The Seigneurie included eight villages: Rothau (Seigneurie-seat), Wildersbach, Neuviller-la-Roche (along with hamlets La Haute Goutte and Riangoutte), Waldersbach, Bellefosse, Belmont, Fouday (with the hamlet Trouchy) and Solbach.

==History==
One of the most important lords of Ban de la Roche was Georges-Jean de Veldenz (Georg Hans von Veldenz) (1543–1592), son-in-law of the king of Sweden, and founder of the city of Phalsbourg. Count de Veldenz bought Le Ban de la Roche for its mining possibilities.

There were many witchcraft trials held in Le Ban de la Roche in the 1620s.

Ban de la Roche was on the Amish centre. There was an Amish farm ("cense" in the local way of speaking) called Sommerhof in La Haute Goutte.

Beginning in 1736, many emigrants traveled to the United States to the state of Pennsylvania aboard ship Princess Augusta. The 19th century emigrants went to Ohio and Illinois.

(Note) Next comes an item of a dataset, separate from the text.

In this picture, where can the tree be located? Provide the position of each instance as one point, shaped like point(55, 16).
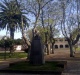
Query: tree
point(69, 23)
point(10, 17)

It was a land of Lutheran pietism and religious intolerance.

==Notable people==
- It is also the land of the famous minister and philanthropist J. F. Oberlin, whose parish was Waldersbach.
- Frédérique Brion, who had a love affair with Goethe, briefly lived in Rothau
- Gustave Brion was an artist who illustrated Victor Hugo's masterpieces Les Misérables and Notre-Dame de Paris
- Philippe-Frédéric de Dietrich, Count of Le Ban de la Roche, Maire of Strasbourg, an industrialist, a scientist and a man of the Lumières, a friend of La Fayette; La Marseillaise, the French national hymn, was at first sung in his parlour in Strasbourg; he was guillotined.

== Twin city in Iowa==
Le Ban de la Roche is twinned with Woolstock, Iowa, where many Bandelarochians emigrated.